Kurt Erick Suckert nasce a Prato nel 1898, da madre italiana e padre tedesco.

Aver scelto come nom de plume Malaparte forse è stata una delle sue più grande genialate. Malaparte, la parte sbagliata, forse perché, come ebbe poi a dire Berthold Brecht, nato sempre nel 1898, “…Ci sedemmo dalla parte del torto visto che tutti gli altri posti erano occupati”.

Nato nel segno dei gemelli, a Malaparte non vengono risparmiate critiche pesanti di essere un voltabandiera, slalomando tra ideologie diverse, finanche opposte.

In effetti, aderì al partito fascista e prese parte alla Marcia su Roma, ma ebbe poi il coraggio di abbandonare il fascismo quando si rese conto di che cosa era veramente.
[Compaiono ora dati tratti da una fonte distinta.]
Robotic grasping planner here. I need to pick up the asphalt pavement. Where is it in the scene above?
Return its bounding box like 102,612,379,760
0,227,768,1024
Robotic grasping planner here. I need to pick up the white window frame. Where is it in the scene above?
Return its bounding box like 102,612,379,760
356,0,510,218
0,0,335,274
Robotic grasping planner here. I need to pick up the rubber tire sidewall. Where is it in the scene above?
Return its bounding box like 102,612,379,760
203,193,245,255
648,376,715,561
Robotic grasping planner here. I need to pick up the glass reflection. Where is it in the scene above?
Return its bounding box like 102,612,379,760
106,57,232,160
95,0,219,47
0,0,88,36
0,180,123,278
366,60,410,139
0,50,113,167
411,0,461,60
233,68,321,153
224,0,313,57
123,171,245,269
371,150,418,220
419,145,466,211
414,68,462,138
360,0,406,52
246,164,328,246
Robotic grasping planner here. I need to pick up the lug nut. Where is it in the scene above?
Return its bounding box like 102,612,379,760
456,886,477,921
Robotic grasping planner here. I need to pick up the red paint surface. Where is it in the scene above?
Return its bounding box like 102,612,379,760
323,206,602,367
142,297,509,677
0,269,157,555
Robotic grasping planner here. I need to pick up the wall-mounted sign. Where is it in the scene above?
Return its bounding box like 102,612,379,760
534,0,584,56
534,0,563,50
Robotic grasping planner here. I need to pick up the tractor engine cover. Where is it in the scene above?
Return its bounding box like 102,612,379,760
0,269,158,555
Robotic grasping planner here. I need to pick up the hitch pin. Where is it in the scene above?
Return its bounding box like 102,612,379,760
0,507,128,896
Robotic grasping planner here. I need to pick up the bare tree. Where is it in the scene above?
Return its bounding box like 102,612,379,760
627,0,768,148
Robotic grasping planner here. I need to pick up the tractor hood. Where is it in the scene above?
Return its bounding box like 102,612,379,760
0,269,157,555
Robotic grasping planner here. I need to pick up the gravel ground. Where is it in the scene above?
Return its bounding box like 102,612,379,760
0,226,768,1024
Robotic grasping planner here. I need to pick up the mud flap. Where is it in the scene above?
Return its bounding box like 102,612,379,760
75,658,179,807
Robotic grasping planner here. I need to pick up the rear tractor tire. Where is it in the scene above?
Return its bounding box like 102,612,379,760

E pagò di persona, con cinque anni di esilio all’isola di Lipari, l’aver scritto male sia di Mussolini che di Hitler.

Scrittore e giornalista, Malaparte è sempre stato comunque un uomo libero.

E questo libro ne è la prova ultima, non nasconde nessuna atrocità della guerra e nessuna bassezza dell’essere umano, pur non arrivando mai a condannare chi, vinto, cerca di sopravvivere abbassandosi ad ogni inenarrabile comportamento.

Quando affronta con chiarezza gli amici americani, in una lectio magistralis sul comportamento dei vincitori e dei vinti, quando descrive la povera Napoli, quando partecipa alla liberazione di Firenze ma lascia le sue armi senza munizioni perché non vuole uccidere italiani come lui… in quelle pagine c’è uno spessore enorme, una lezione imperdibile di come interpretare la coscienza politica dei popoli vinti.

Una scrittura che mescola dolore e cinismo, lucidità estrema e compassione infinita, senza giocare a carte truccate: “Oggi si soffre e si fa soffrire, si uccide e si muore, si compiono cose meravigliose e cose orrende, non già per salvare la propria anima, ma per salvare la propria pelle. Si crede di lottare e di soffrire per la propria anima, ma in realtà si lotta e si soffre per la propria pelle. Tutto il resto non conta”.

Che aggiungere alle parole di questo parlatore squisito e grande ascoltatore pieno di tatto ed educazione, come lo definì Montale?